After years of negotiations, whatever deal emerges would then have to go through Congress, where lobbyists will pick through it line by line, slowing it down and fighting to protect their own interests. Theresa May’s refusal to rule out opening up our NHS to competition, something American pharmaceutical companies will be clamoring for, should have set alarm bells ringing.

Trump sees international trade as a game of winner-takes-all. It is a great irony that the free trade fantasists driving the government’s Brexit policy have now placed all their eggs in the basket of the most protectionist US president of modern times – a man who far from signing free trade agreements has set about dismantling them, from the Trans-Pacific Partnership to NAFTA.

To compound matters, the government’s courting of him has weakened our negotiating position in Brussels. Boris Johnson’s jibe last year that EU leaders should “snap out of their collective whinge-o-rama” over Trump got things off to a bad start. And when Theresa May invited the President for a state visit to the UK just days after he came to office, and repeatedly refusing to condemn the President’s disgraceful travel ban, she demeaned herself and weakened her standing in Europe.

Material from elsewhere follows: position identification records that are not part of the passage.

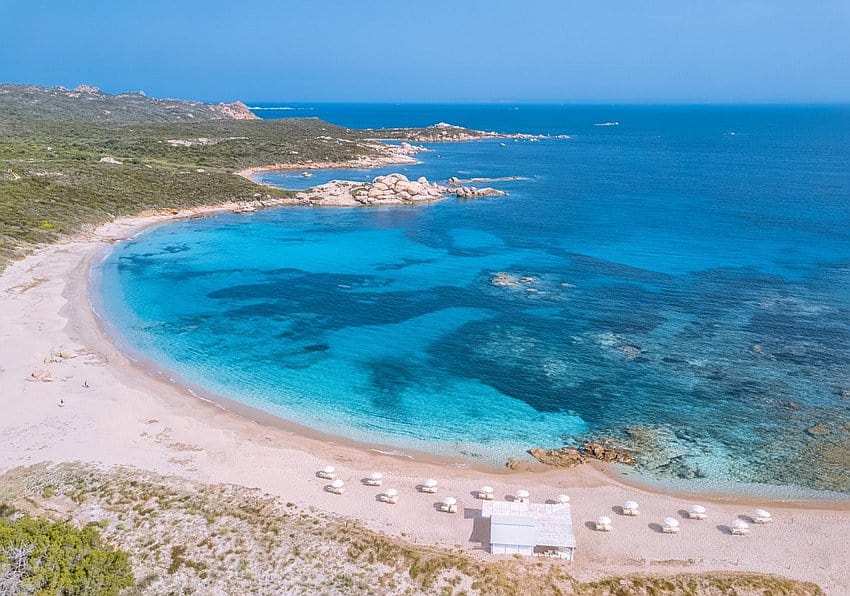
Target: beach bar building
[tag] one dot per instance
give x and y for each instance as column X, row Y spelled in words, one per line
column 531, row 529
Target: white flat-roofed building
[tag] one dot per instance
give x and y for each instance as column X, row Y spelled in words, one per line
column 541, row 529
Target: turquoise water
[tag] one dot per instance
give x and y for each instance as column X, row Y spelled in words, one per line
column 682, row 279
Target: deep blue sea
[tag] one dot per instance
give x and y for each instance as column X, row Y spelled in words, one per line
column 686, row 292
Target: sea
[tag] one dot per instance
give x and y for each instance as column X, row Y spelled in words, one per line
column 678, row 283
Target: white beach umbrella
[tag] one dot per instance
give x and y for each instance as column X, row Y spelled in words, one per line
column 740, row 524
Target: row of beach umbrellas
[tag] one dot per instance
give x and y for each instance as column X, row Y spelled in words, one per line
column 391, row 495
column 671, row 525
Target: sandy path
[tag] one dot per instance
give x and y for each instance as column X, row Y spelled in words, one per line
column 116, row 413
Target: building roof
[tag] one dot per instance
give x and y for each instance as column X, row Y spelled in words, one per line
column 553, row 523
column 518, row 531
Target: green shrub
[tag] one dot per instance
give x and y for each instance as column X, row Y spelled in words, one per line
column 43, row 557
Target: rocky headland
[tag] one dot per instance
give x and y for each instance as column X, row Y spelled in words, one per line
column 443, row 132
column 392, row 189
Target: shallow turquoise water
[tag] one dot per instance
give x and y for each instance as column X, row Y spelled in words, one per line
column 683, row 279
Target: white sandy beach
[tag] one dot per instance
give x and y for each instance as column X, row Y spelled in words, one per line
column 115, row 412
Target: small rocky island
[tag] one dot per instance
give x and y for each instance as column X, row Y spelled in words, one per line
column 392, row 189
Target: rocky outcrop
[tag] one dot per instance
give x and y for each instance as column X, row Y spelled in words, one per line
column 818, row 430
column 392, row 189
column 235, row 111
column 568, row 457
column 502, row 279
column 443, row 132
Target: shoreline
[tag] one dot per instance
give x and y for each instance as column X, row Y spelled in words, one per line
column 116, row 413
column 107, row 333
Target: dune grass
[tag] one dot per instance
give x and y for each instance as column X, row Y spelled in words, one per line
column 179, row 533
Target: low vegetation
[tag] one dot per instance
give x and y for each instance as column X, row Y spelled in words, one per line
column 184, row 537
column 61, row 170
column 38, row 556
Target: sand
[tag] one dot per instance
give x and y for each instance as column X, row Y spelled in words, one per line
column 117, row 412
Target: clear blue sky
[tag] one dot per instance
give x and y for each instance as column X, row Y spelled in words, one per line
column 436, row 50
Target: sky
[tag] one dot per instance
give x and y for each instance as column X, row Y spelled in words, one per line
column 570, row 51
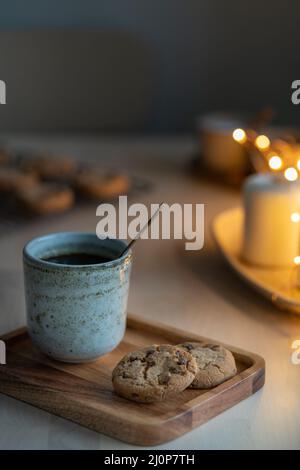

So when Emmanuel Macron later said “Britain is becoming a vassal state… the junior partner of the United States”, he did not intend it as a compliment (though that is no doubt how the likes of Fox and Johnson interpreted it). And when Michel Barnier expressed concern recently that Britain is flirting with “less environmental, sanitary, food but also probably financial, taxation and social regulation” he was making an important point. Britain cannot have two mutually incompatible sets of standards.

Few believed they were voting back in June 2016 for lower standards. And nobody voted for us to ally ourselves with a US President who supports far-right movements and attacks the British Prime Minister for daring to express disapproval. It is clear that that the offer of a state visit should be withdrawn

But assuming Trump visits Britain on a “working visit” early next year, as currently planned, how will we respond? It is clear that we now face an era-defining choice, between a future hand in hand with Trump, or a genuinely “special relationship” with our European friends. It is not too late for us to change course.